Conversation with Materials to Test Theories

In Episode 5, we described how Jake concluded that the dimples occurred during the first few cycles, when the heavy spot was close to the top. Something must have been happening then: the dimple was an event whose moment of occurrence Jake had identified. Then he turned to the water wheel for a close physical examination of the circumstances of the puzzling event. As he followed the motion of the heavy spot, he perceived the marbles were undergoing a subtle jiggle when they changed the angular direction of their movement. It was as if they hesitated,momentarily. However, when he tried to show the jiggle to Chris, it was not clearly occurring, which prompted Jake to think of indirect means of revealing the jiggle: materially disallowing it would eliminate the dimples.

Materiality-Feeling

In Episode 6, the failure of the jiggle to explain the dimples was followed by fifteen seconds during which Jake silently stared at the water wheel while holding his forehead.
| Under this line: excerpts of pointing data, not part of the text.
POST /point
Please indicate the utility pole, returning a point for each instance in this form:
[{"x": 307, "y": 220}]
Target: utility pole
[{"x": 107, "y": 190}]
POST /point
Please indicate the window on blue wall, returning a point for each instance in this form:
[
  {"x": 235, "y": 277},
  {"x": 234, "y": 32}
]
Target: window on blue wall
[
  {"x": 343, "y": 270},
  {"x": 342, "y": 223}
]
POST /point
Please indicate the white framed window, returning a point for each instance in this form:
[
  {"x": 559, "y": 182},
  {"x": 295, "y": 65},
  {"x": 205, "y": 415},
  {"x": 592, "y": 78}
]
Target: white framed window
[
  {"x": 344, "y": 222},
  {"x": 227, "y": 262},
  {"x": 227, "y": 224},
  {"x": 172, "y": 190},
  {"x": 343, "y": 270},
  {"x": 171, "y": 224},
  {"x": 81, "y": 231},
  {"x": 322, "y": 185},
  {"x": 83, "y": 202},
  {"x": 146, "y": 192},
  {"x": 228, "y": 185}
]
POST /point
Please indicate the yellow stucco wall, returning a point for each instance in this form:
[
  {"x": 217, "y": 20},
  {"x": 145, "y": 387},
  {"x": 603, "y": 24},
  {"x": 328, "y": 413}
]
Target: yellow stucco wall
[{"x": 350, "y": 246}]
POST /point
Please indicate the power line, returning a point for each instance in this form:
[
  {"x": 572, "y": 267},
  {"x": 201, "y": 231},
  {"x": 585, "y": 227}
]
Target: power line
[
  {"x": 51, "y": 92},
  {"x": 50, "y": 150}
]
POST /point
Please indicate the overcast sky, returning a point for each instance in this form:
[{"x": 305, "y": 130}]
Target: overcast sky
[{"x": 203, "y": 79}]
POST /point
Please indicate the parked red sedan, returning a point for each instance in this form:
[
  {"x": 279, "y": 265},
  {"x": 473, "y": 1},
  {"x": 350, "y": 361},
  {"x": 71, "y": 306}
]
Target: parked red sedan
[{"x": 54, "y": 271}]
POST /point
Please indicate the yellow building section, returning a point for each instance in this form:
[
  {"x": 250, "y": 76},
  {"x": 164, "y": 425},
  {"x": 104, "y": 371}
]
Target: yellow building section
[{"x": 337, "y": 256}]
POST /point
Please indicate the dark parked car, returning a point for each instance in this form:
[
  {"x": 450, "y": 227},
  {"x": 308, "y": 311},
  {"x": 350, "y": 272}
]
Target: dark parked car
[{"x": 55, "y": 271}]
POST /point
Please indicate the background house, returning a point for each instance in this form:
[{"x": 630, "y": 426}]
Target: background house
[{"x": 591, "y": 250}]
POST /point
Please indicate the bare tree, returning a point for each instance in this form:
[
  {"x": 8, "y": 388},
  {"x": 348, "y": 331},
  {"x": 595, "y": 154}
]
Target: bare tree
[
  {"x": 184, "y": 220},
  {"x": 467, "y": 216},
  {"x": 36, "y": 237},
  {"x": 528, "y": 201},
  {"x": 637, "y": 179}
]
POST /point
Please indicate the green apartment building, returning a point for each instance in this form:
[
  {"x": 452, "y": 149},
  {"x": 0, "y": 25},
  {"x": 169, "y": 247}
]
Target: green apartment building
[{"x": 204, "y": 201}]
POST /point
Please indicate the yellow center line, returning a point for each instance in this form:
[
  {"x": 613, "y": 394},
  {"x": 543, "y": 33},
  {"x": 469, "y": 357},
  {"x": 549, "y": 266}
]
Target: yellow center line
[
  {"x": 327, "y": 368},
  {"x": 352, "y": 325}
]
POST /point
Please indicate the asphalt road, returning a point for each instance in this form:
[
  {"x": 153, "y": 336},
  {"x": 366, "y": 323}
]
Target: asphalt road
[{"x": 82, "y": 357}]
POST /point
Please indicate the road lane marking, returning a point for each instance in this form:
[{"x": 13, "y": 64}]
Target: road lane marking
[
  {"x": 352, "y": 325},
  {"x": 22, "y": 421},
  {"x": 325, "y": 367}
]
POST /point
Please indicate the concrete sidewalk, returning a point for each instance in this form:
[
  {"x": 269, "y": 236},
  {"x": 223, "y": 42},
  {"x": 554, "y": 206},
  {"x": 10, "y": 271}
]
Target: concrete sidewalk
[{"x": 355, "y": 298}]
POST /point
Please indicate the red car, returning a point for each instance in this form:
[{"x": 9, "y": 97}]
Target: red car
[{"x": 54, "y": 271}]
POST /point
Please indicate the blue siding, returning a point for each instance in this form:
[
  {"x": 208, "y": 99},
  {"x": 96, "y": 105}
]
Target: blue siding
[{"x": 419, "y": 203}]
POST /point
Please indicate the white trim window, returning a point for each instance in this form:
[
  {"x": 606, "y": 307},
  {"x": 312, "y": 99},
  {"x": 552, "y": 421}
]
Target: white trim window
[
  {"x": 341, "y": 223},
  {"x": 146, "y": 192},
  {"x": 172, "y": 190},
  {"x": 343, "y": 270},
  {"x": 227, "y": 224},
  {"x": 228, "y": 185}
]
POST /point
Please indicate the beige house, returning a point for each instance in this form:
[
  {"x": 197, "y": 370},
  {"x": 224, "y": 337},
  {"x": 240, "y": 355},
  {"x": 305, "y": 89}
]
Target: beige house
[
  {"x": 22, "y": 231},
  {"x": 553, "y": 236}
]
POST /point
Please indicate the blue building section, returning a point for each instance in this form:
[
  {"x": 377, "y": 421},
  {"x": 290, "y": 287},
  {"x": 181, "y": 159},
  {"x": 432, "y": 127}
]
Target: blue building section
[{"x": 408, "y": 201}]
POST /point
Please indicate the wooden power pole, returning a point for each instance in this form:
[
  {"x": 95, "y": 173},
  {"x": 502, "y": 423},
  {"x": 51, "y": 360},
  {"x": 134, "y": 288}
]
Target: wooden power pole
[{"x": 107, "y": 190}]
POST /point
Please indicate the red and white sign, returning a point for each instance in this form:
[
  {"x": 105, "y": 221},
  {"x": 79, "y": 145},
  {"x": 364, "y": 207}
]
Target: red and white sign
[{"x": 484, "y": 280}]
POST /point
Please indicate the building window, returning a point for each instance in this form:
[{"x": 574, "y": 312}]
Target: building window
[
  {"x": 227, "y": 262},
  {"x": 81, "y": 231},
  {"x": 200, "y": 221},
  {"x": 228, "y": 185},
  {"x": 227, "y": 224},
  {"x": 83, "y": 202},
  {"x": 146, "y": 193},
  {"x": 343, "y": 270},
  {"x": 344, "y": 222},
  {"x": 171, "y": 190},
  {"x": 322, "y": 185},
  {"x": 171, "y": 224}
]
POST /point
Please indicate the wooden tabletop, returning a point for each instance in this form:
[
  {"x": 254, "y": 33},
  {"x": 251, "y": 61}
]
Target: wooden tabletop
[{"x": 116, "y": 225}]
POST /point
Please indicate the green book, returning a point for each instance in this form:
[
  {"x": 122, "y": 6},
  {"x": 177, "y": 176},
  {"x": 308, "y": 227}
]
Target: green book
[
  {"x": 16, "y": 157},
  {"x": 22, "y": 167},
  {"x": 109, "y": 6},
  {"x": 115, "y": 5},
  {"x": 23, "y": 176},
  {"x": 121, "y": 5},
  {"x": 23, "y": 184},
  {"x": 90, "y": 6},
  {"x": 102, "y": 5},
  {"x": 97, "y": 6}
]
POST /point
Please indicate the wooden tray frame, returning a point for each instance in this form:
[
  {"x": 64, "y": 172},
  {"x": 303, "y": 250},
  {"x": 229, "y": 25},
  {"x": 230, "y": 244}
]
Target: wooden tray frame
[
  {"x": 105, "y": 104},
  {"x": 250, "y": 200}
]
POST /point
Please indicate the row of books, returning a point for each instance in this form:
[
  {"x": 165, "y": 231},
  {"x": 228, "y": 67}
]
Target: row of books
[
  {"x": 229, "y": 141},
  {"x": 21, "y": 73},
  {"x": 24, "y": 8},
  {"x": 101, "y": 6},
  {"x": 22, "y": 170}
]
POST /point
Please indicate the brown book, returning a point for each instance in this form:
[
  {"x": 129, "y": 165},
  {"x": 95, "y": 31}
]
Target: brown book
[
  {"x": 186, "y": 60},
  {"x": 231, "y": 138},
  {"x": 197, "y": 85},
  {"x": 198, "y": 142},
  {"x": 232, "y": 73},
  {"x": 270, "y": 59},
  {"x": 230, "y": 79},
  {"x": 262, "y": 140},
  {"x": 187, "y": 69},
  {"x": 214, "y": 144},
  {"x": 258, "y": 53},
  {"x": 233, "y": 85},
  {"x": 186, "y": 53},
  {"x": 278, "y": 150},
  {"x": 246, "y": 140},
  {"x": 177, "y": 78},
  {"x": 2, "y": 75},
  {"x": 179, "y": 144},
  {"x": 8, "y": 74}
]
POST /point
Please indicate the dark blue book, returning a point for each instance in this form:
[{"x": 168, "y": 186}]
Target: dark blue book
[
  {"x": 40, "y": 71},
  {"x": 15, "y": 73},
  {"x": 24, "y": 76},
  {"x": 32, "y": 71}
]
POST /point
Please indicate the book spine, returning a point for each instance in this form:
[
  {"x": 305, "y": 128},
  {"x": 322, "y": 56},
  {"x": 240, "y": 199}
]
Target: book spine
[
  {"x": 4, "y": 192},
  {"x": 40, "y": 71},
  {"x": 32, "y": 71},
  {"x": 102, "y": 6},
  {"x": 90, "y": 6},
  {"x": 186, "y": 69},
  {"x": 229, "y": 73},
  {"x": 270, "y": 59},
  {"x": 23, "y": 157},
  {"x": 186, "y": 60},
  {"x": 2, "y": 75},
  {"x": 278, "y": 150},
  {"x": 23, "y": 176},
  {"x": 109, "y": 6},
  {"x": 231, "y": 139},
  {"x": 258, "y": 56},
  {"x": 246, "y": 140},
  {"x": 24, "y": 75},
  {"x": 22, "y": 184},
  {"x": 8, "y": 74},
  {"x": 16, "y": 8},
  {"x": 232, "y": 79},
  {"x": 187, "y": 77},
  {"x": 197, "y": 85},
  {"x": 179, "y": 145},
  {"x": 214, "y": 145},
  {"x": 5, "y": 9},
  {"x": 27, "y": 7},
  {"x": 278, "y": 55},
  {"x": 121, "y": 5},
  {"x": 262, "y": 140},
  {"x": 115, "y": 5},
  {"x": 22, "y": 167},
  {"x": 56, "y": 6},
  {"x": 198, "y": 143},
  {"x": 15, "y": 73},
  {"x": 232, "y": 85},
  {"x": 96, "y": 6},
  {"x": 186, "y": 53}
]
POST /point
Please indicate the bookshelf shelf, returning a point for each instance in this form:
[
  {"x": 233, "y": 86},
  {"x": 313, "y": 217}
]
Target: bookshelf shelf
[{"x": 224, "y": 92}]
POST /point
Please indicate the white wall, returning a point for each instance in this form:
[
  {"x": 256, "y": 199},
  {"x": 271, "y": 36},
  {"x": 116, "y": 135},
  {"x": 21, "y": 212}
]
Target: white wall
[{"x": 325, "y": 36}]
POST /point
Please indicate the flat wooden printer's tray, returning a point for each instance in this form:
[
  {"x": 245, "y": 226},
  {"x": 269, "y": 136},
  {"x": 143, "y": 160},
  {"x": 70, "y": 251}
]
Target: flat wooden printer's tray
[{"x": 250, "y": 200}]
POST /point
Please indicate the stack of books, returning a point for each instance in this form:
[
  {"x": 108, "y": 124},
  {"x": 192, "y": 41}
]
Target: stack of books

This suggested to us another kind of “stepping back”: probing the materials and diagrams holistically, trying out this angle and that one, until finding out a point of view that seems to be promising. This happened when Jake switched to graphs of velocity versus time: the “wicked move” became apparent. This new way of scrutinizing a puzzling event called for a novel examination of its circumstances: how the weight of the heavy spot felt at different angles. He underwent a surprising sensing: that maximum lightness occurred when the heavy spot was at the top, not at the lateral sides. This was the beginning of re-assessing when the wicked move started and ended, over the course of which Jake exercised the power of materiality-feeling. We concluded that a contribution of the physicality of the water wheel, not replaceable by ordinary simulated behavior, is bringing materiality-feeling into play.

With this article, we have strived to illustrate and advance theoretical approaches, hopefully inspirational, on how conversations with materials and diagrams can interweave physical and digital synergies, animating bodily ways of mathematics learning. The particulars of a selected set of short episodes necessarily restrict of what the study is a case. Ours is a case of an exploration of a complex dynamical system – a water wheel furnished with electronic sensors and real-time digital displays – led by an undergraduate student majoring in engineering who was keen to share his ways of doing things. Further investigating how some of the core ideas we have learned about (e.g. polyvalent events, emerging intensities, digital sensors and the emergence of new forms of sensitivity and responsiveness, conversations with materials to test theories and materiality-feeling) play out in other settings is an indispensable step to developing, tuning and critiquing these ideas further.